L’avvio di questo dialogo è dunque già uno sconvolgimento. Il “santo viaggio” dell’interiorità si compie, nella donna, con la normale fatica e le resistenze che ci attanagliano tutti. Sembra a tratti che il nostro discorrere – come il suo, e come quello dei discepoli, preoccupati di primeggiare piuttosto che di affidarsi all’amore (cfr. Mc 9,33-34) – sia lontano anni luce dal discorrere di Gesù. Il quale, però, ha la perseveranza dei raggi di sole, che scaldano anche quando ci si vuole sottrarre al calore. E così la pazienza e la dolcezza del Maestro approfondisce e scava, piano piano, fino a toccare la dimensione ‘religiosa’ della donna, che è quella più profonda, quella che fa verità di lei, quella che veramente traspare nel modo in cui si vive la vita di ogni giorno. Dopo aver svelato la novità sconvolgente di un’acqua che disseta per sempre, ben diversa dall’acqua che può riempire una brocca di coccio, Gesù tocca con rispetto, ma nella verità, i cocci della storia personale di lei. E lo fa per darle l’occasione di ripartire, di ricostruire una nuova esistenza, in cui la scelta radicale è quella di optare per la sorgente zampillante di salvezza.
Gesù rivela il volto di un Dio che è Padre, Padre per tutti.
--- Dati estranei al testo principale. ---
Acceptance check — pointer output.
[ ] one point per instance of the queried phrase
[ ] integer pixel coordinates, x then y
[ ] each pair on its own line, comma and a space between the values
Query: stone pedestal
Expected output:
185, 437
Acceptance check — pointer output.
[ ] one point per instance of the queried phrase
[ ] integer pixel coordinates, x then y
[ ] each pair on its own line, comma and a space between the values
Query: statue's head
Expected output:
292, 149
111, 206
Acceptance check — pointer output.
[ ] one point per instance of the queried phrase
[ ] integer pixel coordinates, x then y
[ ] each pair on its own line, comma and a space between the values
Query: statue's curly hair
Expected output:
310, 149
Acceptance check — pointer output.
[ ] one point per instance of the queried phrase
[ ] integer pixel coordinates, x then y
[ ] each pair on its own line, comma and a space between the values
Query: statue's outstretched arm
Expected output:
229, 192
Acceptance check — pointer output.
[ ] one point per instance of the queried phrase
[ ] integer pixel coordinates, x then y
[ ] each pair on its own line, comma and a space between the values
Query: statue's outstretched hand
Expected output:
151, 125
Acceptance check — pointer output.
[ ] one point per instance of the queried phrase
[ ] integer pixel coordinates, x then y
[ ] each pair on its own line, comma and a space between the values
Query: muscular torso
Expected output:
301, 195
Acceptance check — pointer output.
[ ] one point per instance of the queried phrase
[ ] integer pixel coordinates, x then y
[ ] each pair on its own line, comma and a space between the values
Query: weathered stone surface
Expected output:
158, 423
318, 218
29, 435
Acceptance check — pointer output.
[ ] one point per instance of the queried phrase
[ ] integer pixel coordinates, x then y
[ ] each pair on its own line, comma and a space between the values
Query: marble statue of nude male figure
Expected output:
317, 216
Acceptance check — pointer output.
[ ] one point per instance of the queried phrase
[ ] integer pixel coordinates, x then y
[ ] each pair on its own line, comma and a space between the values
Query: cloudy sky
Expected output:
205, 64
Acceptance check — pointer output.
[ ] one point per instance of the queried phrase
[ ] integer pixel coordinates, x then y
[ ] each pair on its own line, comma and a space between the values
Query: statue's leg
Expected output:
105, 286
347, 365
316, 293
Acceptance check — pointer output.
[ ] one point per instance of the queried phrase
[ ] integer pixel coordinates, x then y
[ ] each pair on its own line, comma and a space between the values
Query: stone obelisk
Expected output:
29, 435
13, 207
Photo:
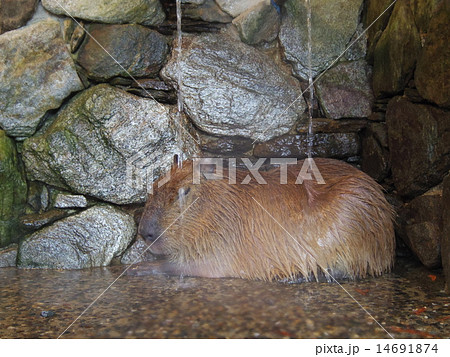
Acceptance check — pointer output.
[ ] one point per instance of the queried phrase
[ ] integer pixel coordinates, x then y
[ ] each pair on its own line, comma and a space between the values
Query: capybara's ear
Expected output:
176, 162
182, 192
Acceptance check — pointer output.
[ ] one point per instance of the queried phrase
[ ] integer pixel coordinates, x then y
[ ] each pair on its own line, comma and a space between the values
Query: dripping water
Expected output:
179, 85
181, 191
310, 136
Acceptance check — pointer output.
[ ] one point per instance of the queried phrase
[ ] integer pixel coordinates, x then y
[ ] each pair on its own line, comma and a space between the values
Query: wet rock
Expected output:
13, 191
70, 201
419, 144
260, 23
225, 146
36, 75
137, 253
145, 12
89, 239
374, 152
373, 9
237, 7
207, 11
337, 145
74, 34
15, 13
424, 10
232, 89
445, 243
433, 66
41, 15
197, 2
421, 221
344, 91
104, 143
8, 256
35, 221
325, 125
139, 51
152, 88
333, 25
396, 52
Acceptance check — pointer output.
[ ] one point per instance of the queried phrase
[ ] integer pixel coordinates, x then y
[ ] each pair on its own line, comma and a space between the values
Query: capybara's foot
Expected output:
156, 267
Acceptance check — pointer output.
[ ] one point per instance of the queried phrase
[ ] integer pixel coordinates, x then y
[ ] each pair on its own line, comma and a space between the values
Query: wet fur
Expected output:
344, 226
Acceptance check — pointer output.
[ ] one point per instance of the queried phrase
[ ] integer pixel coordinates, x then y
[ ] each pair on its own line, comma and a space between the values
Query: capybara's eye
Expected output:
182, 192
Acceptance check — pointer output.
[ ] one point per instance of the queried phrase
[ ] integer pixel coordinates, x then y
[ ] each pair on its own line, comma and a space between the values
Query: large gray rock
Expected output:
419, 145
36, 75
237, 7
145, 12
101, 145
13, 191
89, 239
259, 24
333, 25
70, 201
139, 51
15, 13
232, 89
396, 52
345, 91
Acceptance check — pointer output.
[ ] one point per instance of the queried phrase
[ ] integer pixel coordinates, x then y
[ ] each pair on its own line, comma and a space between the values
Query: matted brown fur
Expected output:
272, 231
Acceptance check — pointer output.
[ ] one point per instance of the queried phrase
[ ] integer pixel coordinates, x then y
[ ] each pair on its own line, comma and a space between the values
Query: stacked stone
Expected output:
88, 93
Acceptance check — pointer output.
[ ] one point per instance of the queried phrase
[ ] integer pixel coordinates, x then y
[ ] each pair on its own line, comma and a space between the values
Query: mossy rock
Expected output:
13, 190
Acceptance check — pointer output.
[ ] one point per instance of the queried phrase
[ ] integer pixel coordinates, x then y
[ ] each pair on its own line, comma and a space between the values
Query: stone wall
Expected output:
89, 90
410, 57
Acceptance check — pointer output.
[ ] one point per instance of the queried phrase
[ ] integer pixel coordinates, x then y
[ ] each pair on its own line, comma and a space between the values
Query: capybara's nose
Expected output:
149, 229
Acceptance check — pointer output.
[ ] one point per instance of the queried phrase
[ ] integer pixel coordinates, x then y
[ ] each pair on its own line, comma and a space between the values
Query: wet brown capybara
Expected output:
342, 229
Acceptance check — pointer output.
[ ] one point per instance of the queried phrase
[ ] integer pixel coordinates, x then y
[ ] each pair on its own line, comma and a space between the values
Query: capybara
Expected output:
342, 229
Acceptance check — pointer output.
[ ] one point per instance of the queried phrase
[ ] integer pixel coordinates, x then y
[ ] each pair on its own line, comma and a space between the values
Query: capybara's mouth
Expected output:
157, 248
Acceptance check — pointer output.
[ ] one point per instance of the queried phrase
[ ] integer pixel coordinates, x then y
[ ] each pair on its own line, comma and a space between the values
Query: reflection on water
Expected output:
409, 303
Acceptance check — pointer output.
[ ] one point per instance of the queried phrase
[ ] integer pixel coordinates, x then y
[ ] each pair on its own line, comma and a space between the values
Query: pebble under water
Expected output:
410, 302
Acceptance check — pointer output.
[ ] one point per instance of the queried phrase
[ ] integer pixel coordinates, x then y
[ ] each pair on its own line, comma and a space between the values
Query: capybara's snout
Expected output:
149, 229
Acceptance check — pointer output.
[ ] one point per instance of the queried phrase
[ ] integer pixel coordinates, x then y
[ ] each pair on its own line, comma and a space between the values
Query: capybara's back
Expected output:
274, 231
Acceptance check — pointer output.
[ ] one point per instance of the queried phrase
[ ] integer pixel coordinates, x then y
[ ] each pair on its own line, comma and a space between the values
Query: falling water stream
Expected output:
180, 156
310, 135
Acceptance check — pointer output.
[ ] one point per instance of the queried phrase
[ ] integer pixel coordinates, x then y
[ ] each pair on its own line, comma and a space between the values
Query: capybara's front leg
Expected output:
166, 267
156, 267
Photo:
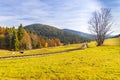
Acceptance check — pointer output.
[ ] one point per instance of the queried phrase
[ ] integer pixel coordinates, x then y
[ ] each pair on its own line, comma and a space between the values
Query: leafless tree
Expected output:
100, 24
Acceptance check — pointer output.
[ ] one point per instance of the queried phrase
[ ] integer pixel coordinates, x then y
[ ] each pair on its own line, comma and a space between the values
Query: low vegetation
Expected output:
93, 63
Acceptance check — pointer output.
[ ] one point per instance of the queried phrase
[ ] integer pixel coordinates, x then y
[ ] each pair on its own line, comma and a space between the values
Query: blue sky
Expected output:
70, 14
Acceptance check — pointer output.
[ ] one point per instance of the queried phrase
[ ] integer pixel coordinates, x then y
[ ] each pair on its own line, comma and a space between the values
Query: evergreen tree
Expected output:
20, 32
16, 44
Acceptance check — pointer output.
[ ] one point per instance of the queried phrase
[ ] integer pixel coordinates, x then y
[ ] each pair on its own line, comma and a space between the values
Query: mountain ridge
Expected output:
53, 32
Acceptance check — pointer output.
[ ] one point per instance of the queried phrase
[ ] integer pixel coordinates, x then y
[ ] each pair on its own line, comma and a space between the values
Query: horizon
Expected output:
69, 14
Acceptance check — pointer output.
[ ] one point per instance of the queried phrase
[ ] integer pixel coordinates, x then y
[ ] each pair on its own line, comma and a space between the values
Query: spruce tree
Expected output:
20, 32
16, 44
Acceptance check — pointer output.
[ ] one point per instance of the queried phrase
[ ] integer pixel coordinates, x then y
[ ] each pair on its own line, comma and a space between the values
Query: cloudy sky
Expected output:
70, 14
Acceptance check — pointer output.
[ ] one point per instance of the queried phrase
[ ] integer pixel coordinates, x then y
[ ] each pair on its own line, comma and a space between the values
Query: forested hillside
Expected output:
20, 39
52, 32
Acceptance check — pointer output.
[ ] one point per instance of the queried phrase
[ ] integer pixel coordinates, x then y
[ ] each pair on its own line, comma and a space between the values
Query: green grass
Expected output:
94, 63
4, 53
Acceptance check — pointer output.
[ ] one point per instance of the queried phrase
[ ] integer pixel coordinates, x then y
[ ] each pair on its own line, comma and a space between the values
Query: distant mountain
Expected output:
53, 32
80, 33
115, 36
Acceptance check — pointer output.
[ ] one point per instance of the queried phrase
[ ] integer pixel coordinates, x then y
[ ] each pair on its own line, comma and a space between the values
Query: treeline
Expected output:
20, 39
53, 32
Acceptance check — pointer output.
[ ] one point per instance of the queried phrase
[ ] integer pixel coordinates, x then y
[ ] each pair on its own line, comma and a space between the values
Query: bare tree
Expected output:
100, 24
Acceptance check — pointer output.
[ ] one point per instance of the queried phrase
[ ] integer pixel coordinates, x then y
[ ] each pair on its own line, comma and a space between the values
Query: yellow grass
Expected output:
94, 63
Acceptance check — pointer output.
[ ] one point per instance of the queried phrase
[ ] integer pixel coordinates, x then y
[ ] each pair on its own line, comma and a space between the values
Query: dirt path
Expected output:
35, 55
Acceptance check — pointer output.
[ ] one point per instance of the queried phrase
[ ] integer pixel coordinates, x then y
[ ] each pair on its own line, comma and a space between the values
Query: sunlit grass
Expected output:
93, 63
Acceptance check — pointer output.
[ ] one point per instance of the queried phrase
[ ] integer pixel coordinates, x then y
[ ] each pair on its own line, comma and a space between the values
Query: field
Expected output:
93, 63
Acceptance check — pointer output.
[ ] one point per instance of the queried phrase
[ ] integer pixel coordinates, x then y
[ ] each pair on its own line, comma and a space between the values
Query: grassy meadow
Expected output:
93, 63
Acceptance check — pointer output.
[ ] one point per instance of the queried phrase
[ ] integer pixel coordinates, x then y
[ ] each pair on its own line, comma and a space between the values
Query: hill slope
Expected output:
52, 32
80, 33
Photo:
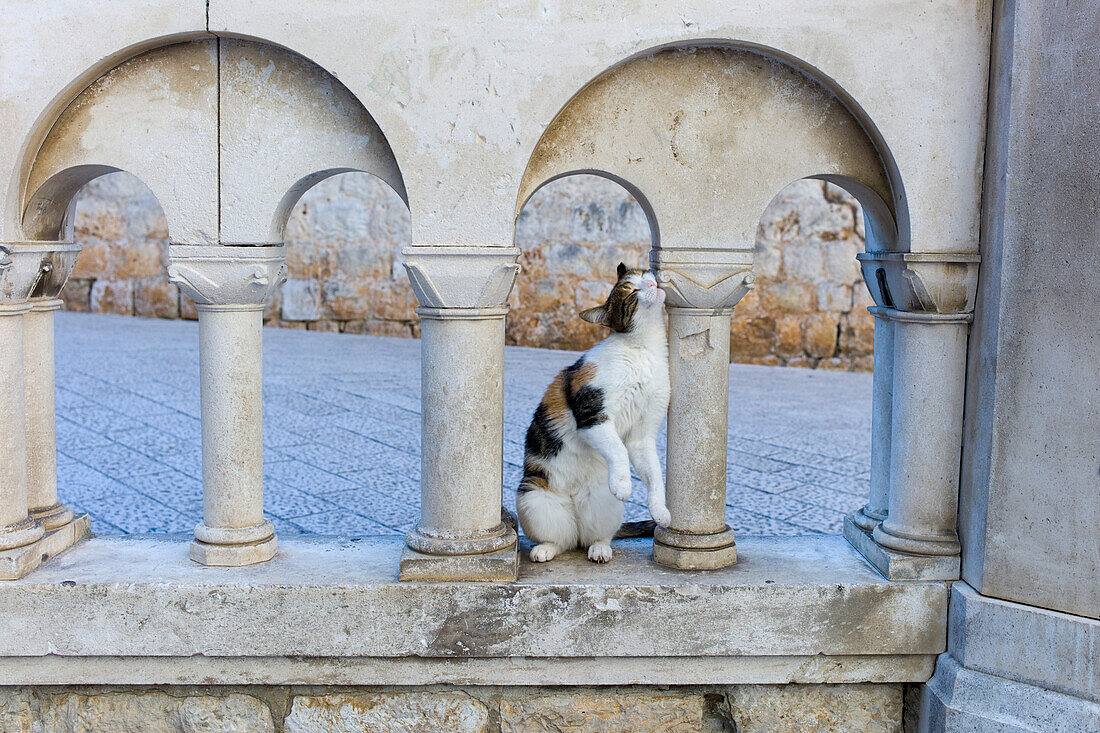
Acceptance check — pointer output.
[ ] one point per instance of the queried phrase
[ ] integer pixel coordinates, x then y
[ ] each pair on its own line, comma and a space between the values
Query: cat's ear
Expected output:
597, 315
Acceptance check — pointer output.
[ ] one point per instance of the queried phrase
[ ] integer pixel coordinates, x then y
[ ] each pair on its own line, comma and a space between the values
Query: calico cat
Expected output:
596, 418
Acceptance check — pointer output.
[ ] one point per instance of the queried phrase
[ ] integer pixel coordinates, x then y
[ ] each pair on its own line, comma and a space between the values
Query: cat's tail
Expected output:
633, 529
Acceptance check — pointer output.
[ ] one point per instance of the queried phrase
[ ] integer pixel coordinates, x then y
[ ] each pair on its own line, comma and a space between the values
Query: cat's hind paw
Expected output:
620, 487
600, 553
660, 515
543, 553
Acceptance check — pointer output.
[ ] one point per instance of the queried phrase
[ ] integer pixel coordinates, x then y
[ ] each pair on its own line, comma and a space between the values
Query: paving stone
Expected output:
342, 429
287, 503
821, 520
343, 524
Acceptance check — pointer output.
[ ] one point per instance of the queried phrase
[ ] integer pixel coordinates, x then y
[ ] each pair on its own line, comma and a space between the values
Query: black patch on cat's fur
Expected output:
541, 439
535, 477
586, 403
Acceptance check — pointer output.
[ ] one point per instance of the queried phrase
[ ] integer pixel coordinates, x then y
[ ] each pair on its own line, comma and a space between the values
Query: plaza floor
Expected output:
342, 441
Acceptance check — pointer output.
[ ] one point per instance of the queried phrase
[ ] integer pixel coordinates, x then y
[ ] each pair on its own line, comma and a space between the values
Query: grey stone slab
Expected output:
128, 591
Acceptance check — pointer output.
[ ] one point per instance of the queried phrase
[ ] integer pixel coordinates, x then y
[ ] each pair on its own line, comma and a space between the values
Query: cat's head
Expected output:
636, 298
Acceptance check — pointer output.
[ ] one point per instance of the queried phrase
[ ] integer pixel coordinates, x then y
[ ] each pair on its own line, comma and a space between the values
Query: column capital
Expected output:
462, 277
222, 275
712, 281
922, 282
34, 270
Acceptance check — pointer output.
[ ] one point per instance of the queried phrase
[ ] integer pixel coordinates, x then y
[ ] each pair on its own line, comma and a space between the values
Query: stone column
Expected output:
926, 435
463, 294
229, 286
875, 511
924, 305
20, 272
58, 261
701, 296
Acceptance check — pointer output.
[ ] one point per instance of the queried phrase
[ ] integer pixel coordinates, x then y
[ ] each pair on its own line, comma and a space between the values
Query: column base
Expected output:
900, 566
866, 521
902, 544
1012, 667
233, 556
53, 517
686, 551
17, 562
502, 565
21, 534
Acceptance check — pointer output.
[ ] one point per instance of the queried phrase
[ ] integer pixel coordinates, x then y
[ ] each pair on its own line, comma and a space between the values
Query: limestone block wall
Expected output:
345, 234
263, 709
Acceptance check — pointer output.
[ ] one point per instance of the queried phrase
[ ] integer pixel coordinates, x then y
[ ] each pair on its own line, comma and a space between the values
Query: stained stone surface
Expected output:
800, 708
342, 433
409, 712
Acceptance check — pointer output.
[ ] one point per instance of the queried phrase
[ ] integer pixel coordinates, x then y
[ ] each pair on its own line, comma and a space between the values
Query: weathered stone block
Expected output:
800, 708
382, 712
603, 711
77, 295
156, 298
112, 296
152, 712
301, 301
821, 335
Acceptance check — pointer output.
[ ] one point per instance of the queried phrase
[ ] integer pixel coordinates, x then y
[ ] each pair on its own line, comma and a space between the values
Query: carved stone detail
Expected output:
705, 280
922, 282
461, 276
22, 269
223, 275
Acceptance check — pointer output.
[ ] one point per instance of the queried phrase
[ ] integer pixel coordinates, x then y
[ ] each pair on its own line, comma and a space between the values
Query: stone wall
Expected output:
344, 238
743, 709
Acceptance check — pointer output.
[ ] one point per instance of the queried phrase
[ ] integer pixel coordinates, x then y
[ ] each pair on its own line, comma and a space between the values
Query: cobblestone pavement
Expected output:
342, 441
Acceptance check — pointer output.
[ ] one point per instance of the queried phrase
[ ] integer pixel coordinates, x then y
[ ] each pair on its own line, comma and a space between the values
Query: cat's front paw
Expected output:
543, 553
620, 487
660, 514
600, 553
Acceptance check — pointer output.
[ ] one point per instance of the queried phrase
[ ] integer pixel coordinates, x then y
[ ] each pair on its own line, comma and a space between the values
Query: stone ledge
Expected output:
805, 609
901, 566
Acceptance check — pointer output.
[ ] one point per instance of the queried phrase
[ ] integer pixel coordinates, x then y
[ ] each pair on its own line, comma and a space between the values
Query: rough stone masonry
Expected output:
344, 238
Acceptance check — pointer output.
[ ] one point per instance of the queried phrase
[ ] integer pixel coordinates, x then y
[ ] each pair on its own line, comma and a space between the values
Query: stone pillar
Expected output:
58, 261
701, 296
463, 294
229, 286
926, 434
17, 528
925, 303
878, 502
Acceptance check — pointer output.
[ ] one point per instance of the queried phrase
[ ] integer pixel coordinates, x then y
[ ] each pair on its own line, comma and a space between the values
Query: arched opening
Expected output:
127, 392
572, 232
342, 416
713, 132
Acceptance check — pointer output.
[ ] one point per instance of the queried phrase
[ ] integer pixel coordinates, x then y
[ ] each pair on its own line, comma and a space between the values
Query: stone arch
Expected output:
569, 254
228, 133
151, 116
711, 132
287, 124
Gesù scardina definitivamente ogni idea che deforma la verità di Dio, e lo consegna per quello che Egli veramente è: Amore incondizionato, unica fonte di pienezza che risponde in maniera traboccante al nostro desiderio di eternità. Scopre così, la donna e noi con lei, che i propri passi sbagliati, le proprie scelte inopportune, ma anche le ferite subite e il dolore rimasto, sono espressione di una identità tanto intima e tanto sfuggente, che è la verità di se stessa. In lei come in noi abita un anelito di vita eterna, espresso anche negli scivolamenti della propria esistenza, oltre che nelle preziose opere di bene di cui siamo capaci ogni giorno. Ma ecco la bellezza, che fa della donna una nuova apostola, precursore della Maddalena: proprio dove il nostro agire risulta un fallimento, proprio quando la vita feriale si è impregnata della sofferenza dei propri errori, proprio a chi il tempo ha lasciato tracce di dolorose schegge di egoismo, l’irruzione dolcissima dello Sposo restituisce dignità, speranza e diritto di esistere senza più vergogna.
Avviene così il mistero dell’Amore, che, quasi alludendo all’unione di due sposi, si unisce ma non trattiene, si consegna e lascia andare, si espropria e abilita a divenire, a nostra volta, sorgenti d’acqua zampillante. Non più per riempire brocche, ma cuori e vita feriale. Dai cocci raccolti e lavati nell’Acqua viva sgorga, piccola donna di Samaria, la fonte inebriante della vita abbondante per tutti!